Billy’s feeble, tortured frame was just the other side of the door but I could not say my farewells to him. I could feel the anger rising in me and I hurled abuse at the pair of them before storming out.

I went and sat in my car and wept uncontrollably. Not only because of Billy’s death but because of the shameful manner in which I had deserted him. I’d also let myself down by the way I had behaved in the ward.

Oh Billy, what should I have done…..?

When I returned to the office I summoned Steve in and said: “For tomorrow’s paper I want a full, in-depth background feature on the pensioner. About his life – you know the drill. Let’s get out there NOW!”

His full name was William Stacey but everyone knew him as Billy.   He was well known in the area, having lived there for at least 20 years.  But there was very little information about his life before then. He regularly used to ask his neighbours if anyone had any spare wood and was always stopping for a natter.

The people at the local fish and chip shop were particularly devastated by his death. They said he appeared  regular as clockwork at 6pm every Friday for his usual order of fish, chips, mushy peas and two pickled eggs.   The owner said: “Billy lit the place up when he came in. He had everybody chuckling and smiling.  He was a real gent.”

But what surprised me most was that as well as being generous with his time, it turned out that Billy was also generous with his own money.    He may not have spent much on himself but he certainly had enough funds to be able to help out people around him.

Several neighbours told how Billy would turn up at their door and hand over amounts ranging from £10 to £50. Somehow he had found out that they were in need.

The local vicar at St Thomas’s even related how Billy would occasionally arrive at the church with even larger gifts of money if he had seen something on the news which had touched his heart. He asked the vicar to pass the money on to the charity concerned.

But word of Billy’s deeds had obviously spread and that is what probably led to his death. Police told us that he had been mugged once before and that his house had been burgled on several occasions. He had also been taunted and abused by local yobs.

And whilst all this had been going on I was smugly enjoying my rising career.

Where all Billy’s money came from no-one knew. There was no trace of any family and all Billy’s gifts had been in the form of cash. There was no record of any will, bank, building or savings accounts. In fact, there wasn’t a single penny left in the rented house.

Whoever had beaten him up had also taken his telly and even the sherry glasses.

The funeral was to take place at St Thomas’s which was about half a mile away from Allen Street.

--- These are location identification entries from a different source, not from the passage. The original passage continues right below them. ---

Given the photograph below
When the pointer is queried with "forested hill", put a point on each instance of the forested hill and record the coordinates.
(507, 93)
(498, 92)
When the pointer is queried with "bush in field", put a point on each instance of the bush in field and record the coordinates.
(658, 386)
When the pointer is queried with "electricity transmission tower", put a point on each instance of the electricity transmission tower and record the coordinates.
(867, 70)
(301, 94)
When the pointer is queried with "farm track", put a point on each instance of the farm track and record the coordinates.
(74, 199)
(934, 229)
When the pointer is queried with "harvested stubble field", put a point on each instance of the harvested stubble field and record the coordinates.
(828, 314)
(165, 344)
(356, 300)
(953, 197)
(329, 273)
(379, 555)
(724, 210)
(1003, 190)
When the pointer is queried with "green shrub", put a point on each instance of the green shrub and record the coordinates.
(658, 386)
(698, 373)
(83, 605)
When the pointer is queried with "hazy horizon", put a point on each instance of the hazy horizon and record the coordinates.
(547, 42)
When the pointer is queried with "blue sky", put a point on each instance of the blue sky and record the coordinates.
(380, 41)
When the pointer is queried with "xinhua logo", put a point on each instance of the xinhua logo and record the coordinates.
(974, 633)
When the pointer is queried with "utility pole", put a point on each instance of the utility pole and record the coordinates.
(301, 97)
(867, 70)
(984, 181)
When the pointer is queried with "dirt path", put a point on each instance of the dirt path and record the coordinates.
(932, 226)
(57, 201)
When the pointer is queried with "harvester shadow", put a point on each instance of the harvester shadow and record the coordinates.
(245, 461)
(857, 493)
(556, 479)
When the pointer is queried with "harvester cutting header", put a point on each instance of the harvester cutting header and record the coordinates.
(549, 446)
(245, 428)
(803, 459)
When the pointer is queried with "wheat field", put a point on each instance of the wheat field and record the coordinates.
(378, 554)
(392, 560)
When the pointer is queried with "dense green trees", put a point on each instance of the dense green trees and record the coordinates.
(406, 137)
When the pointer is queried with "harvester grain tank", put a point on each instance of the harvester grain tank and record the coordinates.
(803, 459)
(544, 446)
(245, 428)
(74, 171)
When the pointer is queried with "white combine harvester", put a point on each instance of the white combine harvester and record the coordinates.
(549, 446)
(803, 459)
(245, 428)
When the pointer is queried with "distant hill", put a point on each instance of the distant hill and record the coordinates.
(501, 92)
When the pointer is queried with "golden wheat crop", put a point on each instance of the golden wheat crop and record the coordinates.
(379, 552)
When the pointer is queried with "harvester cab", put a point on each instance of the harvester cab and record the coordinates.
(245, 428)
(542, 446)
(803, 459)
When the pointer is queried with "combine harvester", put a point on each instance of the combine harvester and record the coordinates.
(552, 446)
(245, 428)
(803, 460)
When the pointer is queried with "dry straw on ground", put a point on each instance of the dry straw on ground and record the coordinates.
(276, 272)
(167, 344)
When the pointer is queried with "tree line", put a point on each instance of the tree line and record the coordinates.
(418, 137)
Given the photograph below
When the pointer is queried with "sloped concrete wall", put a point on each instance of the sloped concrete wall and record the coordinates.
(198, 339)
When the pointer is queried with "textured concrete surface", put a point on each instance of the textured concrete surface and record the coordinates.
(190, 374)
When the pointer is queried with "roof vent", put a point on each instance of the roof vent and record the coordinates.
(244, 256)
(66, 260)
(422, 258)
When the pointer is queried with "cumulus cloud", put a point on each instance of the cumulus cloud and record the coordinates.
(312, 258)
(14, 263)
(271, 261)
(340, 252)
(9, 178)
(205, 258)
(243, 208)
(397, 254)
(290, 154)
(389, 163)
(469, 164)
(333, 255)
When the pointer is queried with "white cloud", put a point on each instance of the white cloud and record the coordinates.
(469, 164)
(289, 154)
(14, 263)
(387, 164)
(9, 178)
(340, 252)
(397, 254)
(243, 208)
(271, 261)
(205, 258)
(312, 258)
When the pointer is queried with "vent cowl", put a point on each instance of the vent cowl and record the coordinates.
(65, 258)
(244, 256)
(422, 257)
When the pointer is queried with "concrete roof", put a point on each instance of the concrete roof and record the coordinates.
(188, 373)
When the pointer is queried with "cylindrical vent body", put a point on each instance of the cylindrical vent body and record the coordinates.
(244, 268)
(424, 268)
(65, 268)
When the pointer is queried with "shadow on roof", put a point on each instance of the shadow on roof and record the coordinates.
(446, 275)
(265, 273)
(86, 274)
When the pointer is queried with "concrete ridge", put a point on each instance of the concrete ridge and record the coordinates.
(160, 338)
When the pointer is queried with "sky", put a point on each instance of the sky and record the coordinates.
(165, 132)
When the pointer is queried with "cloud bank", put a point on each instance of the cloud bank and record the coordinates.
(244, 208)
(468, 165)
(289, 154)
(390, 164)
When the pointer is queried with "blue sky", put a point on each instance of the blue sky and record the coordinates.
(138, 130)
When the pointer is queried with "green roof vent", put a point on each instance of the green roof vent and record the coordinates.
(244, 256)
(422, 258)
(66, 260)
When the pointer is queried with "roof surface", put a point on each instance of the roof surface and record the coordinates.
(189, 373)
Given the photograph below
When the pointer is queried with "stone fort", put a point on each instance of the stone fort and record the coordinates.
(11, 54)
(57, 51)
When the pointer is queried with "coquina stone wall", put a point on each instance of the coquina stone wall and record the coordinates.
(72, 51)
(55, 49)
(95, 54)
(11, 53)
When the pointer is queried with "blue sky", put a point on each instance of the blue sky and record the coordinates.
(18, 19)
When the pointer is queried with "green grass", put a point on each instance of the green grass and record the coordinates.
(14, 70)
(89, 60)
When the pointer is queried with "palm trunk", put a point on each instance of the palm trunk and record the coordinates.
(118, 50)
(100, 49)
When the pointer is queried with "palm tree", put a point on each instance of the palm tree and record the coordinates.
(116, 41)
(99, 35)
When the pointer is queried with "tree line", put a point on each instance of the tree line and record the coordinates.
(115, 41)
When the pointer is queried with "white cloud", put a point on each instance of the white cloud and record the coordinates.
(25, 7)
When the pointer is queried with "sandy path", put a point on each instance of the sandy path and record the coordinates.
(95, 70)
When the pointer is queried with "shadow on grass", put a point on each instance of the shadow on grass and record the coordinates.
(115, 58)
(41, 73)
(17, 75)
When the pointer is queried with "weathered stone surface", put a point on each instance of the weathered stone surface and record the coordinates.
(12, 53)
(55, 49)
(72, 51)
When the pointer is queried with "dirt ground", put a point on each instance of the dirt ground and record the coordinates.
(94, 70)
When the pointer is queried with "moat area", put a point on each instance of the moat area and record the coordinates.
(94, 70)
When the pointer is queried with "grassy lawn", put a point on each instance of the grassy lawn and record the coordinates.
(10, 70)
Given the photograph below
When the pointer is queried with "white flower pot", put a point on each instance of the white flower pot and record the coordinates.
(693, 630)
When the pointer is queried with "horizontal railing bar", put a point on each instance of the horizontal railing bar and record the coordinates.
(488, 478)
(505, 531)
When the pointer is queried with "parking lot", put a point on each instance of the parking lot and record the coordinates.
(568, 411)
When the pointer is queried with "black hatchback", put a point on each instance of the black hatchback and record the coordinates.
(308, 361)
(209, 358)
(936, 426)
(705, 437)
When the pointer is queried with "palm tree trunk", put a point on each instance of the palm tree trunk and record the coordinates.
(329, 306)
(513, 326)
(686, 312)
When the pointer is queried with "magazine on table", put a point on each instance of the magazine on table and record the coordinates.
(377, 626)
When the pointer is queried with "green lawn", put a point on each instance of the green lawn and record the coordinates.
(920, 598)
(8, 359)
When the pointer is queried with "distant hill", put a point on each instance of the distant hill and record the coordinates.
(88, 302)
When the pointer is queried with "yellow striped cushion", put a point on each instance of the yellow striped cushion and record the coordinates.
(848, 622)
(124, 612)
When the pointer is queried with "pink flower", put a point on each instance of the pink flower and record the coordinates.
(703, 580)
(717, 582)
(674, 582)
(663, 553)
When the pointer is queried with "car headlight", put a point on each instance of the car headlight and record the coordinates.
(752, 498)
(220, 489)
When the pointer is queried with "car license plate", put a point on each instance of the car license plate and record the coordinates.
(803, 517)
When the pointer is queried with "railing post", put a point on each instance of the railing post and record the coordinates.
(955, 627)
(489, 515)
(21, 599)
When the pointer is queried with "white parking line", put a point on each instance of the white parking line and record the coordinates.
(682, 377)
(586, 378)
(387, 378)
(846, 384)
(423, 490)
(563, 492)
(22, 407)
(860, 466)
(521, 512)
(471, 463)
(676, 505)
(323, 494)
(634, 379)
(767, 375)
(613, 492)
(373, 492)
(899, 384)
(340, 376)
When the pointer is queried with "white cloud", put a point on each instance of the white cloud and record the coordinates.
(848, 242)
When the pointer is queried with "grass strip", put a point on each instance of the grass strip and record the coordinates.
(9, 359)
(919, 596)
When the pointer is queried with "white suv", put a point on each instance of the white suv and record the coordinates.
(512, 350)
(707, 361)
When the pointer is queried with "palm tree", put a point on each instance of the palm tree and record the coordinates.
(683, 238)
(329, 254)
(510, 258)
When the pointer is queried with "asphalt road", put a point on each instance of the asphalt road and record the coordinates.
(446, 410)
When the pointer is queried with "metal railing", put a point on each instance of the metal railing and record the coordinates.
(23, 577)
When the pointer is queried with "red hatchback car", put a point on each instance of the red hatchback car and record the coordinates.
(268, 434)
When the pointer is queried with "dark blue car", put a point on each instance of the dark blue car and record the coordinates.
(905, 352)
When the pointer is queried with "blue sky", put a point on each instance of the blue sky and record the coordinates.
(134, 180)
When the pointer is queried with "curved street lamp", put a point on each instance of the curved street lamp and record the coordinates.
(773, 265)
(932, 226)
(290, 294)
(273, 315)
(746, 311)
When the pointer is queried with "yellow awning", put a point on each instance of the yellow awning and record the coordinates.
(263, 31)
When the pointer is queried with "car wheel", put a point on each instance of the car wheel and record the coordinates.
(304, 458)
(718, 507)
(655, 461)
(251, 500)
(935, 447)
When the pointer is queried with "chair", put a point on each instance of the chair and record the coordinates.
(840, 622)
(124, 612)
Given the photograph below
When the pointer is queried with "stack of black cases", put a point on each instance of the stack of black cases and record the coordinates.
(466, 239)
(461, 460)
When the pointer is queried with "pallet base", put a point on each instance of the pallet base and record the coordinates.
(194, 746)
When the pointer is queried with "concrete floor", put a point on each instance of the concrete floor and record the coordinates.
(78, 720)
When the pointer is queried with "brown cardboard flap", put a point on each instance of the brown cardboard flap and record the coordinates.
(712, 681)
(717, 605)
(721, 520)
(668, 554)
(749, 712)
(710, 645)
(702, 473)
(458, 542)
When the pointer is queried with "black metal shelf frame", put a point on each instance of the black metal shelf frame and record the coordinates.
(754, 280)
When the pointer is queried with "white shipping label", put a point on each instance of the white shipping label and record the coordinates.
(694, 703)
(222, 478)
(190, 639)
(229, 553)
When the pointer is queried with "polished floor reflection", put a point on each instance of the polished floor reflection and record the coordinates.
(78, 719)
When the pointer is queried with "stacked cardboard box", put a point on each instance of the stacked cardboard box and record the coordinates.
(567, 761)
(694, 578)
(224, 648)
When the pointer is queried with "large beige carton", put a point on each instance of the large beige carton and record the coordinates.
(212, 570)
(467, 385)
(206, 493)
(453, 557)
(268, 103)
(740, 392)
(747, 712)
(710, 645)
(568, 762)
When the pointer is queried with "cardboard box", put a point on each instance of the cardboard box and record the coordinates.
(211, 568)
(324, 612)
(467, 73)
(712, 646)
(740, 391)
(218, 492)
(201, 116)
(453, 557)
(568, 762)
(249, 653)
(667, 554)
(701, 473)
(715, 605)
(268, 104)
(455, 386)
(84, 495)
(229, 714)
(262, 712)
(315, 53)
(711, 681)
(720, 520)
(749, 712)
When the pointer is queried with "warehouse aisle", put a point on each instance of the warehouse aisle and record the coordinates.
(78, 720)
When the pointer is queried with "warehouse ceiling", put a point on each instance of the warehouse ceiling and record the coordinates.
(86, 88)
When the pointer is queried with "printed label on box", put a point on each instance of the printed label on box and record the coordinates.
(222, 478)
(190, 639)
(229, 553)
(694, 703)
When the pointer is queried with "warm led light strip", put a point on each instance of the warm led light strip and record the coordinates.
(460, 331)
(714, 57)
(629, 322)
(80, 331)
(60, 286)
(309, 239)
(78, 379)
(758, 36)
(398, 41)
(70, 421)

I asked one of the reporters to find out about the arrangements but what she came back with left me with a kingsized knot in my stomach, because no relatives could be found and because Billy had no funds, the council would have to take on responsibility for his funeral. It would therefore be a very basic affair.

As I sat alone in my office looking at the picture of Billy’s battered face, my mind drifted back to our first encounter.  His warm smile, his friendly manner, his sense of humour. He was also, as I now fully realised, the most generous person you could ever meet.   I could not leave him to the ignominy of a pauper’s funeral.

Thankfully it was a warm, sunny day and the giant colourful wreath made out in the word ‘Billy’ fully covered the solid oak coffin.

As the horse drawn Victorian hearse proceeded down Allen Street, residents emerged from their doors and took their place behind it for the slow walk to St Thomas’s. By the time the hearse reached the end of the road there were over 40 of them, men, women and children of all ages.

I was trying to keep my composure and was just about managing to fight back the tears.

Out there walking in front of the hearse, I was comforted by the close presence of a new addition to my family.

Her lovely, doting, dark brown eyes kept glancing towards me and I sensed that she too realised the significance of the occasion.

As we turned out of Allen Street and along Forman Drive towards the church, Maisie kept in perfect step with me. Billy would have been proud.